Fixed Positional Embeddings

As previously mentioned, in the Transformer architecture positional encodings serve as a critical component for giving the model an understanding of the order of tokens in a sequence. Unlike recurrent networks, which inherently understand sequence order, the multi-head attention mechanism in the Transformer is non-recurrent and processes the entire sequence in parallel. Consequently, it lacks an innate sense of order among the data points.

To remedy this, the concept of positional encoding is employed. Specifically, a tensor that matches the shape of the input sequence is added to the input, and this tensor is designed such that the difference in values between any two positions reflects their distance in the sequence. This allows the model to understand the relative positions of tokens and treat them accordingly.

To this end, several methods for positional encoding have been proposed. Before we dive into more advanced methods for positional encoding, let's first debunk the shortcomings of seemingly intuitive solutions. Up first, one might think about normalizing time-step values between [0, 1] and using them for positional information:

time_step_normalized = np.linspace(0, 1, num_tokens)

Though tempting, this approach is inherently flawed: the normalized values are dependent on sequence length, making it problematic for the model to handle sequences of varying lengths - a positional encoding value of 0.4 means something entirely different to a sequence of length 4 than to a sequence of length 80.

Similarly, one might advocate for a linear numbering scheme such as:

time_step_linear = np.arange(1, num_tokens + 1)

Simple? Yes. Effective? Not quite. As sequence length inflates, positional values escalate, undermining the model's ability to generalize to sequences longer than those in the training set, while potentially leading to training instabilities (e.g. exploding gradients).

Sinusoidal Positional Encoding

Among the various approaches proposed over time, the most widely used form of fixed positional embeddings is sinusoidal positional encoding. In this method, each position in the sequence is uniquely represented by a combination of sine and cosine functions at different frequencies.

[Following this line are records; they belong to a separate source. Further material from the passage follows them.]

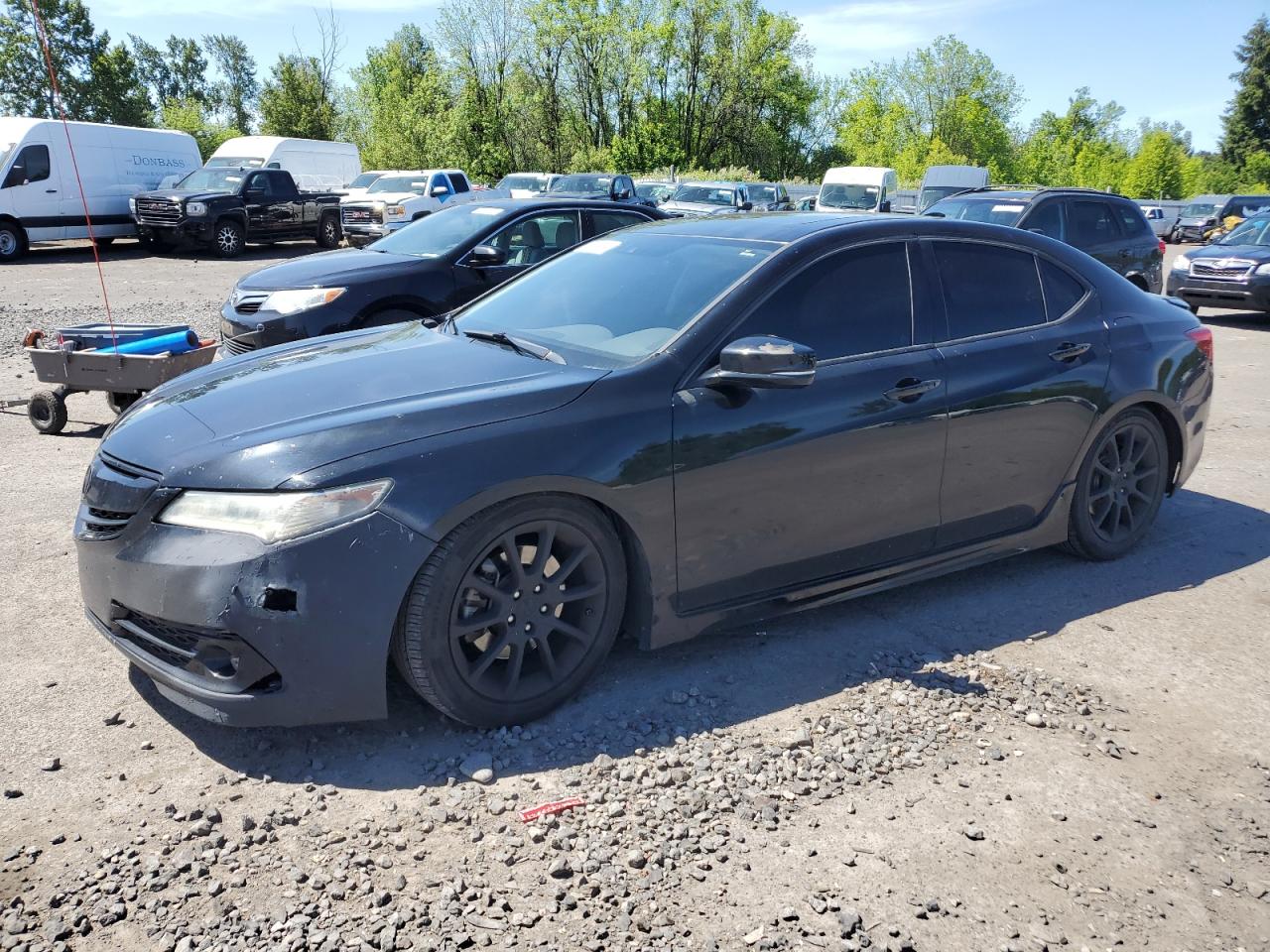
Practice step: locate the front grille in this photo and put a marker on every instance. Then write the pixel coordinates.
(359, 214)
(158, 211)
(1223, 270)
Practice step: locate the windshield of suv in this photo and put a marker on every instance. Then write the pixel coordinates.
(615, 299)
(529, 182)
(399, 182)
(705, 194)
(583, 182)
(842, 195)
(989, 209)
(1254, 231)
(1199, 209)
(212, 180)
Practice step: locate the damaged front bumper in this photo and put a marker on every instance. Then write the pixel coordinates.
(231, 629)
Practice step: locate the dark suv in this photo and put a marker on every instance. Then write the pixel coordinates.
(1107, 227)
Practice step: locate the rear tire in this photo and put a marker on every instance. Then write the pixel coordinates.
(1119, 488)
(495, 631)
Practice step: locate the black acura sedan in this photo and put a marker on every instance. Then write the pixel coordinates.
(668, 429)
(425, 270)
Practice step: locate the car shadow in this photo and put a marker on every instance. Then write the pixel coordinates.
(645, 699)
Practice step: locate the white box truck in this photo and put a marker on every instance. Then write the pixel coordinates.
(40, 198)
(314, 164)
(857, 188)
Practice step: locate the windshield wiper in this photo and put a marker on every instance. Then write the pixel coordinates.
(520, 345)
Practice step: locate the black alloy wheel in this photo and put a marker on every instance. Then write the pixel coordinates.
(1120, 486)
(515, 611)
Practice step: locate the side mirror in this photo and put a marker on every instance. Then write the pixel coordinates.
(762, 363)
(485, 257)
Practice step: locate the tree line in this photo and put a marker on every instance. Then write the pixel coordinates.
(638, 85)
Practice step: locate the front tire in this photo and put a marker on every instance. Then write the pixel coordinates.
(1119, 488)
(515, 611)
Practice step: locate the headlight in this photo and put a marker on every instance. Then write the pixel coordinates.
(300, 299)
(275, 517)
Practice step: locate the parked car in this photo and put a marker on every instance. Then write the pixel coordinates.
(1230, 272)
(699, 198)
(331, 166)
(857, 188)
(601, 185)
(526, 184)
(1206, 212)
(394, 200)
(1107, 227)
(420, 272)
(944, 180)
(649, 433)
(770, 197)
(40, 194)
(227, 208)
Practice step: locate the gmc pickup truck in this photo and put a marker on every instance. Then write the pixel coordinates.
(227, 208)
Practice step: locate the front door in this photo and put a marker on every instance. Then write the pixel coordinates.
(775, 489)
(1028, 358)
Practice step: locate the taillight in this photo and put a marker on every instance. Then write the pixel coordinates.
(1203, 338)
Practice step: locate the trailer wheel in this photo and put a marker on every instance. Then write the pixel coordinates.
(48, 412)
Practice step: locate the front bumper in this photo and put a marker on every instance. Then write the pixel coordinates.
(236, 631)
(1250, 295)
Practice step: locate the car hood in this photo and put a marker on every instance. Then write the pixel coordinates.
(331, 270)
(258, 420)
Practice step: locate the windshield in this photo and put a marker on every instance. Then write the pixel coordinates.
(613, 301)
(705, 194)
(988, 209)
(440, 232)
(583, 182)
(1199, 209)
(1254, 231)
(843, 195)
(399, 182)
(212, 180)
(527, 182)
(222, 162)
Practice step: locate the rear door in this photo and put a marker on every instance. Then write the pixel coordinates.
(1026, 359)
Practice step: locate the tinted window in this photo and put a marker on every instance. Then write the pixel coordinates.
(1062, 291)
(1089, 223)
(975, 304)
(852, 302)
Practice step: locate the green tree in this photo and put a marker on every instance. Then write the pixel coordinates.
(1246, 125)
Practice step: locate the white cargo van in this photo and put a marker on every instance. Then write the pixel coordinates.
(944, 180)
(40, 199)
(313, 163)
(857, 188)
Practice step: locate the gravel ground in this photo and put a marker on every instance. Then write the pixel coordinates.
(1032, 756)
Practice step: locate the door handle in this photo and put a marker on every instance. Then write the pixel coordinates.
(1067, 352)
(911, 389)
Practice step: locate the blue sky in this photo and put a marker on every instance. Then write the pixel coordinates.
(1170, 60)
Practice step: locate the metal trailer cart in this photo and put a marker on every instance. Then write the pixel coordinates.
(123, 377)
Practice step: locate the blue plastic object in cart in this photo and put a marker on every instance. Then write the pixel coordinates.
(167, 344)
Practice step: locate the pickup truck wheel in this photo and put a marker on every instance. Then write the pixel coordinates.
(227, 239)
(329, 234)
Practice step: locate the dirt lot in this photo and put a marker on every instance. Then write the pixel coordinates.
(1037, 754)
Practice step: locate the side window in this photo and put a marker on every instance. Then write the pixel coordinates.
(603, 222)
(852, 302)
(1010, 299)
(31, 166)
(1062, 291)
(1048, 220)
(531, 240)
(1089, 223)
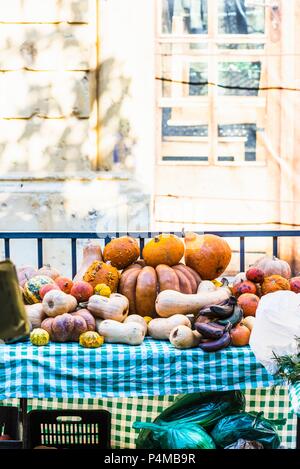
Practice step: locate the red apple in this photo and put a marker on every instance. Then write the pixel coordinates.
(82, 290)
(45, 288)
(243, 287)
(255, 275)
(295, 284)
(64, 283)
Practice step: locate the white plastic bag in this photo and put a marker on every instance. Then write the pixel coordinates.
(276, 327)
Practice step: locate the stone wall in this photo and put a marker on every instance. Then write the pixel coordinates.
(66, 101)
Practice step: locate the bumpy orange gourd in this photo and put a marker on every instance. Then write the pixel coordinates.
(208, 254)
(273, 266)
(274, 283)
(101, 272)
(165, 249)
(121, 252)
(141, 285)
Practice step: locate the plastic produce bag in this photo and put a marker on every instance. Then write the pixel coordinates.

These sinusoidal embeddings are added to the input embeddings to supplement them with positional context.

def sinusoidal_positional_encoding(position, d_model):
    angle_rads = np.arange(d_model) // 2 * np.pi / np.power(10000, 2 * (np.arange(d_model) // 2) / np.float32(d_model)) # 1
    angle_rads = position * angle_rads # 2
    pos_encoding = np.zeros(d_model) # 3
    pos_encoding[0::2] = np.sin(angle_rads[0::2]) # 4
    pos_encoding[1::2] = np.cos(angle_rads[1::2]) # 4
    return pos_encoding

Here, the function takes two arguments: position representing the position of a token in the sequence, and d_model being the dimension of the model's input embeddings.

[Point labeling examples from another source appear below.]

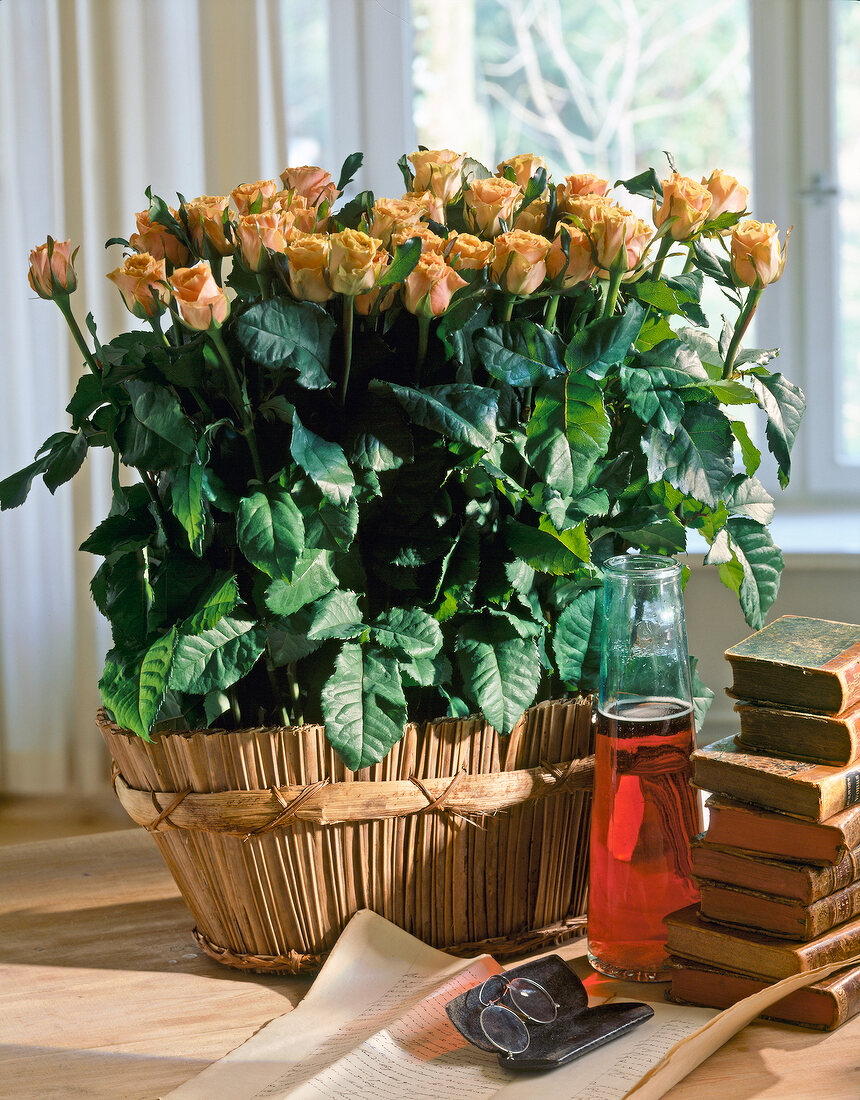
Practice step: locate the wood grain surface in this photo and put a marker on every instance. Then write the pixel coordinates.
(105, 994)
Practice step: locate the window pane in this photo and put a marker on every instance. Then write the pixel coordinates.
(603, 87)
(848, 134)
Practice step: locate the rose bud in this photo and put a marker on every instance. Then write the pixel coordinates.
(393, 216)
(351, 262)
(579, 265)
(467, 252)
(757, 259)
(579, 185)
(439, 171)
(525, 166)
(727, 195)
(200, 300)
(429, 287)
(246, 195)
(312, 183)
(491, 201)
(158, 241)
(206, 221)
(52, 268)
(308, 255)
(519, 262)
(685, 206)
(257, 232)
(142, 281)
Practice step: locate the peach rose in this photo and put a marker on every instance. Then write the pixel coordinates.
(428, 288)
(726, 193)
(430, 241)
(52, 268)
(312, 183)
(351, 262)
(467, 252)
(207, 216)
(685, 206)
(432, 207)
(757, 259)
(392, 216)
(439, 171)
(519, 262)
(491, 201)
(200, 300)
(525, 165)
(576, 186)
(533, 218)
(142, 281)
(308, 255)
(158, 241)
(247, 195)
(619, 239)
(580, 265)
(257, 232)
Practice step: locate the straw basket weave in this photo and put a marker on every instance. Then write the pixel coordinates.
(469, 840)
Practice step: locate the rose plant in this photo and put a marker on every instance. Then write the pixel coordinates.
(383, 452)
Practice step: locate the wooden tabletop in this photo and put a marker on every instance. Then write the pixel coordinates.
(103, 992)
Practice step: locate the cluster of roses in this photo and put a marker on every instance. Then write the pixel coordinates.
(528, 242)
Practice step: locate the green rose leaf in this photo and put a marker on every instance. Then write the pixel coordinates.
(311, 579)
(215, 659)
(133, 693)
(460, 411)
(323, 462)
(409, 631)
(697, 458)
(572, 635)
(280, 332)
(500, 673)
(363, 704)
(784, 405)
(271, 530)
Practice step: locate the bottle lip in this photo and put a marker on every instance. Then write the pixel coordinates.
(642, 565)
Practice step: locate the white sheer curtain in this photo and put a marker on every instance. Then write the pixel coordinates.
(98, 98)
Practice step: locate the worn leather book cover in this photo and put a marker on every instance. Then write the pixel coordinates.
(779, 916)
(820, 738)
(824, 1005)
(796, 661)
(801, 882)
(813, 791)
(758, 954)
(765, 833)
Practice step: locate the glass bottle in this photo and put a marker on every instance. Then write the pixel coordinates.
(645, 812)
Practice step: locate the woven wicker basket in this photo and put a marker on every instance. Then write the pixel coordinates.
(467, 840)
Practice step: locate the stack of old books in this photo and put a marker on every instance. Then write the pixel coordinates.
(779, 867)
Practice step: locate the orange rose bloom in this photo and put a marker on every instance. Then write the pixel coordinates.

  1. Initialize Angle Array: We start by creating an array that will hold angle values for sine and cosine functions. These angles are calculated in such a way that they depend on both the position of a token in the sequence and its position in the embedding space. The calculations involve some scaling to ensure that the model handles different sequence lengths efficiently.
  2. Position-Based Scaling: The next step is to multiply these pre-calculated angle values by the position of the token in the sequence. This ensures that each token position will have a unique set of angles.
  3. Initialize Encoding Array: An array of zeros is then initialized. This array will hold the final positional encodings and has the same size as the embedding dimension of the model.
  4. Populate Sine and Cosine Values: Finally, we populate this zero array with sine and cosine values based on the angle values we've computed. The sine values go into the even-indexed positions, and the cosine values go into the odd-indexed positions. The end result is that each position in the sequence gets a unique pattern of sine and cosine values, making it distinguishable from other positions.

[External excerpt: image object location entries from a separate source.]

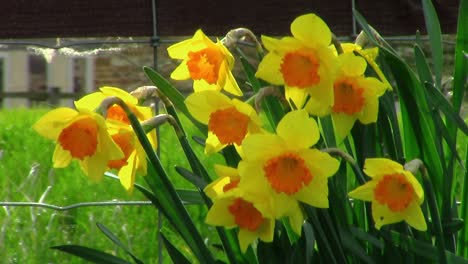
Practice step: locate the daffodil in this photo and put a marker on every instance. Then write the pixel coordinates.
(229, 120)
(284, 167)
(227, 180)
(207, 63)
(134, 160)
(395, 193)
(115, 112)
(233, 208)
(303, 64)
(356, 96)
(81, 135)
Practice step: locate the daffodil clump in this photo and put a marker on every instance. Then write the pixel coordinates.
(98, 143)
(278, 170)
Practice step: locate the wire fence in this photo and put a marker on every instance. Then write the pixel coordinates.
(54, 95)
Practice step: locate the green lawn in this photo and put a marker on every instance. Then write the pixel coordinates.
(26, 233)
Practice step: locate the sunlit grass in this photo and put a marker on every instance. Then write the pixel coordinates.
(26, 233)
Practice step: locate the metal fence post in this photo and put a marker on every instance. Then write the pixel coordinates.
(54, 96)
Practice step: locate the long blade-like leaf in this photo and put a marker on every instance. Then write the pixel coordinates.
(435, 39)
(91, 254)
(117, 242)
(176, 255)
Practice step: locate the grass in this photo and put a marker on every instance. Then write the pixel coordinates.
(26, 233)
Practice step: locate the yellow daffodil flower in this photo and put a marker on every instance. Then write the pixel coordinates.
(285, 168)
(229, 120)
(209, 64)
(115, 112)
(303, 64)
(356, 96)
(395, 194)
(134, 160)
(233, 208)
(80, 135)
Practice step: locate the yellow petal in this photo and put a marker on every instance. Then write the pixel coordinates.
(127, 173)
(202, 104)
(310, 28)
(414, 217)
(120, 93)
(416, 186)
(382, 215)
(222, 170)
(374, 167)
(219, 214)
(343, 124)
(296, 220)
(94, 166)
(181, 49)
(212, 144)
(298, 130)
(263, 146)
(315, 193)
(52, 123)
(181, 72)
(61, 158)
(317, 108)
(267, 229)
(231, 85)
(364, 192)
(215, 188)
(296, 95)
(201, 85)
(269, 69)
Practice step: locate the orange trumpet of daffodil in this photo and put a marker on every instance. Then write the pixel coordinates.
(304, 63)
(134, 160)
(229, 120)
(234, 208)
(80, 135)
(284, 167)
(356, 96)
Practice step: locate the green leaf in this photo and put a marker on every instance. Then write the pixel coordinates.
(165, 196)
(366, 236)
(91, 254)
(353, 248)
(415, 106)
(463, 234)
(422, 67)
(173, 94)
(175, 254)
(308, 233)
(196, 180)
(435, 39)
(271, 105)
(190, 197)
(437, 100)
(117, 242)
(461, 62)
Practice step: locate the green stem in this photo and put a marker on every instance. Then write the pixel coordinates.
(187, 230)
(357, 171)
(413, 166)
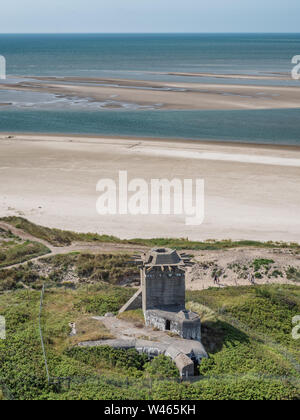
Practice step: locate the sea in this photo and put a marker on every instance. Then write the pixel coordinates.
(148, 57)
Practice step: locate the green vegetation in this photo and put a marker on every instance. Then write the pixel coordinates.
(14, 251)
(246, 330)
(59, 237)
(136, 316)
(69, 270)
(293, 274)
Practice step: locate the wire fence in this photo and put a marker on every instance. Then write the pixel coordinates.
(41, 333)
(60, 384)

How exactly does this approach convey positional information? Imagine a series of pendulums aligned in a straight line. Each pendulum is swinging at a different frequency, starting from the leftmost one, which swings the slowest, to the rightmost one, which swings the fastest. Now, imagine taking a snapshot of the pendulums at a certain time t wheret corresponds to the token's position in the sequence.

In this snapshot, pendulums on the left have moved very little due to their slower frequencies, while those on the right have moved considerably. If you were to calculate the dot product (read: similarity) of their positions at this moment, the slow-swinging pendulums would be aligned closely and contribute positively to the dot product. In contrast, the fast-swinging pendulums would be out of phase and contribute noise around zero to the dot product.

As time (or position) progresses, the snapshot would capture more pendulums being out of phase, causing the dot product value to gradually converge to zero. This mirrors the behavior of the sinusoidal positional encoding: the dot product between the positional encodings of tokens that are close in sequence will be high, while the value will smoothly decrease for tokens that are further apart.

By mapping each token's position in the sequence to a unique combination of sinusoidal values, we effectively capture the relative positions and relationships between tokens. The encoded values at different positions can then be visualized, showing a high value for nearby tokens and a smoothly decreasing value as the distance between tokens increases.